Insofar as the applicant complained about the alleged forgery of documents by the court, the Court considers that this complaint is unsubstantiated.
Insofar as she complained about the outcome of the civil proceedings, the Court reiterates that, according to Article 19 of the Convention, its duty is to ensure the observance of the engagements undertaken by the Contracting Parties to the Convention. In particular, it is not its function to deal with errors of fact or law allegedly committed by a national court unless and in so far as they may have infringed rights and freedoms protected by the Convention (see García Ruiz v. Spain [GC], no. 30544/96, § 28, ECHR 1999-I). It is the national authorities, in particular courts and tribunals, that are charged with interpreting the internal law of a Contracting Party (see Houfová v. Czech Republic ( dec .), no. 58177/00, 1 July 2003).
The Court notes that the applicant benefited from an examination of her case by ordinary courts at two instances with full jurisdiction to assess the relevant facts and law.
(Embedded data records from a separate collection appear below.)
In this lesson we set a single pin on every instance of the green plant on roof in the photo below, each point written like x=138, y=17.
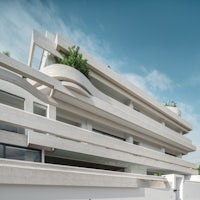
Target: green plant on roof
x=7, y=53
x=75, y=59
x=171, y=103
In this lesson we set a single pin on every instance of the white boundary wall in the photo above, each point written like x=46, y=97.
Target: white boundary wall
x=24, y=192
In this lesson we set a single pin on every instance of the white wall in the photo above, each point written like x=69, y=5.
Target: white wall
x=23, y=192
x=191, y=190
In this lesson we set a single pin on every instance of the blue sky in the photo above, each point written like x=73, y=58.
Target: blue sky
x=154, y=44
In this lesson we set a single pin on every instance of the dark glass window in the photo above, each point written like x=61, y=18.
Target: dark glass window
x=19, y=153
x=16, y=102
x=39, y=109
x=11, y=100
x=22, y=154
x=1, y=151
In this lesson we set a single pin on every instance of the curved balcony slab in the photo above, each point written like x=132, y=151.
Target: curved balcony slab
x=73, y=79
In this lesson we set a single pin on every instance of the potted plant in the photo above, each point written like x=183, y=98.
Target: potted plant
x=75, y=59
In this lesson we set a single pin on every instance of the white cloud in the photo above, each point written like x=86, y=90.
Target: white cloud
x=19, y=18
x=153, y=82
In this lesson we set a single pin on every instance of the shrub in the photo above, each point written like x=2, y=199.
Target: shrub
x=75, y=59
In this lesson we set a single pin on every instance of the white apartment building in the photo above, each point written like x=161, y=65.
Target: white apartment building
x=68, y=130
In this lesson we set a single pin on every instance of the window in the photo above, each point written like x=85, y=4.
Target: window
x=11, y=100
x=10, y=128
x=68, y=121
x=39, y=109
x=19, y=153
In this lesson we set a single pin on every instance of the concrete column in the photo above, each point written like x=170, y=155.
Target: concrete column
x=130, y=104
x=51, y=112
x=136, y=169
x=162, y=150
x=129, y=139
x=86, y=125
x=28, y=105
x=43, y=156
x=163, y=123
x=179, y=155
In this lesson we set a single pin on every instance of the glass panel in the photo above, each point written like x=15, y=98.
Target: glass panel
x=1, y=151
x=11, y=100
x=22, y=154
x=39, y=109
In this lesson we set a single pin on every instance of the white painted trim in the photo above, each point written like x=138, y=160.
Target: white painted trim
x=27, y=173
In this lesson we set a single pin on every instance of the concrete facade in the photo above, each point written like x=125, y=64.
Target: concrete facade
x=105, y=131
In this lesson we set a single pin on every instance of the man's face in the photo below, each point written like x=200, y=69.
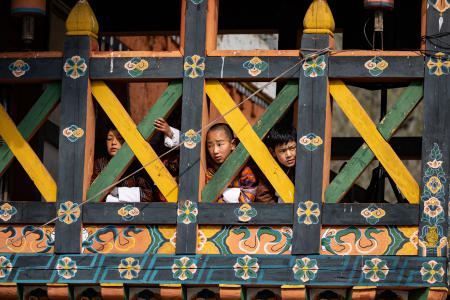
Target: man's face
x=286, y=153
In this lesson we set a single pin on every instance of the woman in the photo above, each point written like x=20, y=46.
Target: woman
x=133, y=189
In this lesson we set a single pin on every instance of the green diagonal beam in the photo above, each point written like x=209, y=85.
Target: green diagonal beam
x=120, y=162
x=239, y=156
x=362, y=158
x=33, y=121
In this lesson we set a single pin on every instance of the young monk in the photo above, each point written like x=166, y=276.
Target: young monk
x=220, y=142
x=134, y=189
x=282, y=144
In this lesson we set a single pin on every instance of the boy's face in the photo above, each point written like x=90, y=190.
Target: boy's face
x=114, y=142
x=286, y=153
x=219, y=145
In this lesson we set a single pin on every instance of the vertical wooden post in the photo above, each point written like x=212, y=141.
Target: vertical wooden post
x=434, y=193
x=191, y=119
x=76, y=141
x=313, y=131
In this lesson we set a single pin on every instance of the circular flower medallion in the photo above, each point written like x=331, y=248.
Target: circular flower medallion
x=67, y=268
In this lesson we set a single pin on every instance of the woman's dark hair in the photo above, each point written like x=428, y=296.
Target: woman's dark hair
x=281, y=134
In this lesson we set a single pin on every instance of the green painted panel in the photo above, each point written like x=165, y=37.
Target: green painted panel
x=33, y=120
x=387, y=127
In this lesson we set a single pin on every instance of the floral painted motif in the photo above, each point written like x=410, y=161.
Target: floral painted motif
x=7, y=211
x=194, y=66
x=68, y=212
x=73, y=133
x=19, y=68
x=373, y=214
x=136, y=66
x=129, y=268
x=187, y=212
x=128, y=212
x=375, y=269
x=184, y=268
x=432, y=272
x=308, y=213
x=376, y=65
x=67, y=268
x=246, y=267
x=432, y=240
x=314, y=67
x=311, y=141
x=441, y=6
x=5, y=267
x=305, y=269
x=245, y=212
x=255, y=66
x=75, y=67
x=190, y=139
x=438, y=64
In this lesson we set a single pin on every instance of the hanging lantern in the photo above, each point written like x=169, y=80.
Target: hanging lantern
x=379, y=4
x=27, y=7
x=27, y=10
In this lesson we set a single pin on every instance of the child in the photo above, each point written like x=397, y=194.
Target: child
x=282, y=144
x=134, y=189
x=220, y=142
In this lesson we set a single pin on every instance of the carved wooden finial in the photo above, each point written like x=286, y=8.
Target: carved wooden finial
x=318, y=18
x=82, y=20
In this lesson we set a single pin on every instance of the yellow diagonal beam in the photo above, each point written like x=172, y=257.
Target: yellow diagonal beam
x=380, y=148
x=27, y=158
x=255, y=147
x=143, y=151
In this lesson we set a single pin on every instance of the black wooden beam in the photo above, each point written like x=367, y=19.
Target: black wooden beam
x=161, y=68
x=31, y=69
x=398, y=67
x=191, y=119
x=343, y=148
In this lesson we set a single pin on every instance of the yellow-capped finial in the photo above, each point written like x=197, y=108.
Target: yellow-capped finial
x=318, y=18
x=81, y=20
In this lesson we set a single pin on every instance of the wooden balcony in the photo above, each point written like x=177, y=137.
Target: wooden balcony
x=309, y=243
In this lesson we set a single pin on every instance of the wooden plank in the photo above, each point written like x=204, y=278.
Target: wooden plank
x=374, y=53
x=240, y=155
x=361, y=159
x=435, y=139
x=254, y=53
x=149, y=213
x=419, y=294
x=375, y=141
x=105, y=68
x=75, y=154
x=312, y=164
x=143, y=151
x=407, y=148
x=27, y=158
x=34, y=69
x=258, y=151
x=118, y=164
x=24, y=212
x=370, y=214
x=396, y=67
x=232, y=68
x=32, y=121
x=131, y=54
x=193, y=108
x=276, y=270
x=211, y=213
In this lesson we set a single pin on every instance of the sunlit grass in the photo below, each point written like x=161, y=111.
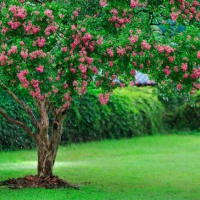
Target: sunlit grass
x=156, y=167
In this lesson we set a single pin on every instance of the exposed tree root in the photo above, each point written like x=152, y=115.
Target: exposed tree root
x=32, y=181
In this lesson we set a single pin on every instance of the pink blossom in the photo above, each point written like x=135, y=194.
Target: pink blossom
x=3, y=58
x=198, y=54
x=41, y=41
x=48, y=13
x=40, y=68
x=83, y=68
x=95, y=70
x=12, y=50
x=14, y=25
x=133, y=39
x=103, y=98
x=121, y=51
x=89, y=60
x=57, y=78
x=176, y=68
x=37, y=12
x=24, y=53
x=145, y=45
x=75, y=83
x=167, y=70
x=184, y=67
x=179, y=87
x=134, y=3
x=132, y=72
x=103, y=3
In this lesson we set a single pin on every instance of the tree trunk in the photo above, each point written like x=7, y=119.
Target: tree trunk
x=47, y=148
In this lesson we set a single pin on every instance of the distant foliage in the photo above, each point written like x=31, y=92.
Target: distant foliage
x=13, y=137
x=130, y=112
x=181, y=115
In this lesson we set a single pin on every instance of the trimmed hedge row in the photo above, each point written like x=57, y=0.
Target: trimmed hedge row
x=13, y=137
x=129, y=113
x=180, y=115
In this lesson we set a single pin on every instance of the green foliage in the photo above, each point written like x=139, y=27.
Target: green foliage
x=13, y=137
x=128, y=113
x=181, y=115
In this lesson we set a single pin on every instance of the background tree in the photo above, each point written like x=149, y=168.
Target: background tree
x=56, y=49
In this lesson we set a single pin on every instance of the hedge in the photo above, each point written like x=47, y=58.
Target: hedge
x=130, y=112
x=180, y=115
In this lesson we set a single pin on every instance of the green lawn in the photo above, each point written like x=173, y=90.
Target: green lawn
x=147, y=168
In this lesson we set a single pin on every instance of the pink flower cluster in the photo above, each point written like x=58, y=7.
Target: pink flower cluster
x=48, y=13
x=184, y=67
x=41, y=41
x=198, y=54
x=22, y=78
x=40, y=68
x=37, y=92
x=30, y=28
x=103, y=3
x=145, y=45
x=12, y=50
x=161, y=48
x=195, y=74
x=24, y=53
x=51, y=28
x=36, y=54
x=134, y=3
x=14, y=25
x=167, y=70
x=103, y=98
x=3, y=58
x=18, y=12
x=133, y=39
x=110, y=52
x=121, y=51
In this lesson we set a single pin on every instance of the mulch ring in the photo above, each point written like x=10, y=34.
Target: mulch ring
x=32, y=181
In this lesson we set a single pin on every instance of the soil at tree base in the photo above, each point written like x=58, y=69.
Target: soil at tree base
x=33, y=181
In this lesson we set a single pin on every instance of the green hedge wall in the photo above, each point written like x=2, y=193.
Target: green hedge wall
x=13, y=137
x=130, y=112
x=182, y=116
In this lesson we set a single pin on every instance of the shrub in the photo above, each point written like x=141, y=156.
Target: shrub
x=128, y=113
x=14, y=137
x=181, y=115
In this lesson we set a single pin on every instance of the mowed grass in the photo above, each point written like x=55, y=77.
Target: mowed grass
x=147, y=168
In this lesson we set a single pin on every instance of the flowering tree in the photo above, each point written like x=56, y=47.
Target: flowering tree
x=55, y=50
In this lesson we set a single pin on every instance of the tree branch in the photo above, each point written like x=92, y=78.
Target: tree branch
x=18, y=123
x=25, y=106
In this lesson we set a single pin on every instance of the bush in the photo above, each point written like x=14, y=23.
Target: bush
x=182, y=116
x=128, y=113
x=13, y=137
x=187, y=117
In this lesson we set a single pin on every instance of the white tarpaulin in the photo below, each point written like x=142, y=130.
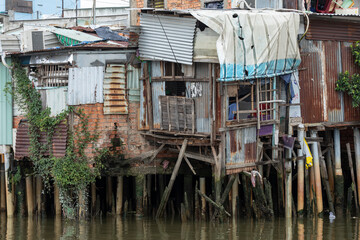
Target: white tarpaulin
x=254, y=44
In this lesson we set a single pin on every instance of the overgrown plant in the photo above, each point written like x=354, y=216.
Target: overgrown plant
x=71, y=173
x=351, y=84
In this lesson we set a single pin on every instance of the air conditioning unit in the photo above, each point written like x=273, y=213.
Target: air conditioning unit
x=33, y=40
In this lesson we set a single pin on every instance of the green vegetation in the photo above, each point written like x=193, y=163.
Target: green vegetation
x=351, y=84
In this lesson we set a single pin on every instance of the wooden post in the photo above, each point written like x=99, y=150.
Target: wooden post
x=139, y=192
x=288, y=184
x=316, y=160
x=300, y=176
x=119, y=195
x=168, y=189
x=10, y=201
x=38, y=190
x=109, y=194
x=57, y=200
x=351, y=166
x=357, y=158
x=29, y=195
x=203, y=201
x=235, y=195
x=339, y=178
x=2, y=190
x=93, y=198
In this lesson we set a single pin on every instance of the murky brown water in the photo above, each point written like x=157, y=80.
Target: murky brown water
x=144, y=228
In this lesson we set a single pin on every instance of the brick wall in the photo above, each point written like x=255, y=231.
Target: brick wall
x=125, y=126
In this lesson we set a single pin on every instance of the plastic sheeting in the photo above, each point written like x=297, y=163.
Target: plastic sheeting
x=254, y=44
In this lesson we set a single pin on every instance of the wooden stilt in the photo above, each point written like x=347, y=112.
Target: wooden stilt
x=2, y=190
x=203, y=201
x=57, y=201
x=316, y=160
x=109, y=194
x=10, y=201
x=139, y=186
x=29, y=195
x=168, y=189
x=38, y=194
x=119, y=195
x=351, y=166
x=300, y=175
x=234, y=196
x=93, y=198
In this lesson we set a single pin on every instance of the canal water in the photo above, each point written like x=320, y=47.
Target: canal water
x=173, y=229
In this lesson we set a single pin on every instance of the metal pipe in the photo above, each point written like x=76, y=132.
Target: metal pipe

In the light of all the material in its possession, and in so far as the matters complained of are within its competence, the Court finds that they do not disclose any appearance of a violation of the rights and freedoms set out in the Convention or its Protocols.
It follows that this complaint is manifestly ill-founded and must be rejected in accordance with Article 35 §§ 3 and 4 of the Convention.
3. Having regard to the above consideration, the application of the Article 29 § 3 of the Convention should be discontinued.
For these reasons, the Court unanimously
Takes note of the terms of the respondent Government ’ s declaration and of the modalities for ensuring compliance with the undertakings referred to therein;
Decides to strike the application out of its list of cases in so far as it relates to the complaint concerning to the proceedings for contempt of court, in accordance with Article 37 § 1 (c) of the Convention;
Declares the remainder of the application inadmissible.